Ben Rotenberg works with over 80 organizations as a Gen AI implementation consultant, including large industrial companies such as Teva and IDE Technologies. He regularly speaks about the challenges of bringing AI into traditional enterprises: conservative workforces, legacy systems with no API access, and strict data security requirements. A recent personal experiment gave him an unexpected illustration of the principle he teaches.
The Problem Every Digital Marketer Recognizes
Google PageSpeed Insights is familiar to anyone who has managed a website. Less familiar is the helplessness that usually follows. When marketers bring low scores to developers, the standard responses are either "this cannot be changed" or "these scores are acceptable." Two websites Rotenberg recently reviewed, properties he had managed over the past few years, scored 27 and 52.
What Happened When He Used Claude Code
Rotenberg describes his own development skills as questionable. Despite that, he used Claude Code to address the PageSpeed issues on those same sites. The results, in his words, were embarrassing. More specifically, they were embarrassing for every web developer he had ever worked with on those properties.

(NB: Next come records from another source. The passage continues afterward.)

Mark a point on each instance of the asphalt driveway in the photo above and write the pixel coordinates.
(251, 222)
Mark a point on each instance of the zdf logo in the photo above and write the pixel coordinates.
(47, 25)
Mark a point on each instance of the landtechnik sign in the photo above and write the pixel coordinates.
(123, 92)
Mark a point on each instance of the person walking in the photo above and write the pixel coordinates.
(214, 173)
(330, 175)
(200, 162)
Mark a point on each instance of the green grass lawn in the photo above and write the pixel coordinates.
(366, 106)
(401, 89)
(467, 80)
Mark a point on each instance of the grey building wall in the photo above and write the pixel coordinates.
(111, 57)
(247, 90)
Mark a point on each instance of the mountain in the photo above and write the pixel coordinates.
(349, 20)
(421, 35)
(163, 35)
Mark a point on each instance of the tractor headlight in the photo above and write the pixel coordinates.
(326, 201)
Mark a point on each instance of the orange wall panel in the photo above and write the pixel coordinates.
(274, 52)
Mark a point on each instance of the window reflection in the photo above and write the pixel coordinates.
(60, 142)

This is not an academic experiment. It happened with a tool that is available to anyone.
What This Reveals About Technical Barriers
This example illustrates a shift that Rotenberg regularly explains in his workshops: technical barriers once considered the exclusive domain of software engineers are becoming accessible to people with marketing, management, or business backgrounds. Claude Code is not a tool for developers only. It is an interface that enables direct conversation with code, lowering a threshold that had seemed fixed for years.

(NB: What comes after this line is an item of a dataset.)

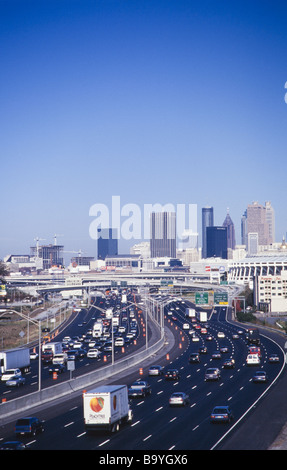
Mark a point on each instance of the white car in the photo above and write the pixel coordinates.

The Connection to AI Implementation in Traditional Organizations
Rotenberg frequently addresses the difficulty of implementing Gen AI in industrial companies: outdated systems, conservative culture, and regulatory constraints. This example works from the opposite direction and reinforces his central argument.
When the right tool is genuinely accessible and actually used, people without development backgrounds deliver measurable results. Successful AI implementation does not require an impressive R&D team. Sometimes it begins with a conversational interface that lets business professionals resolve problems that have been waiting too long for a solution.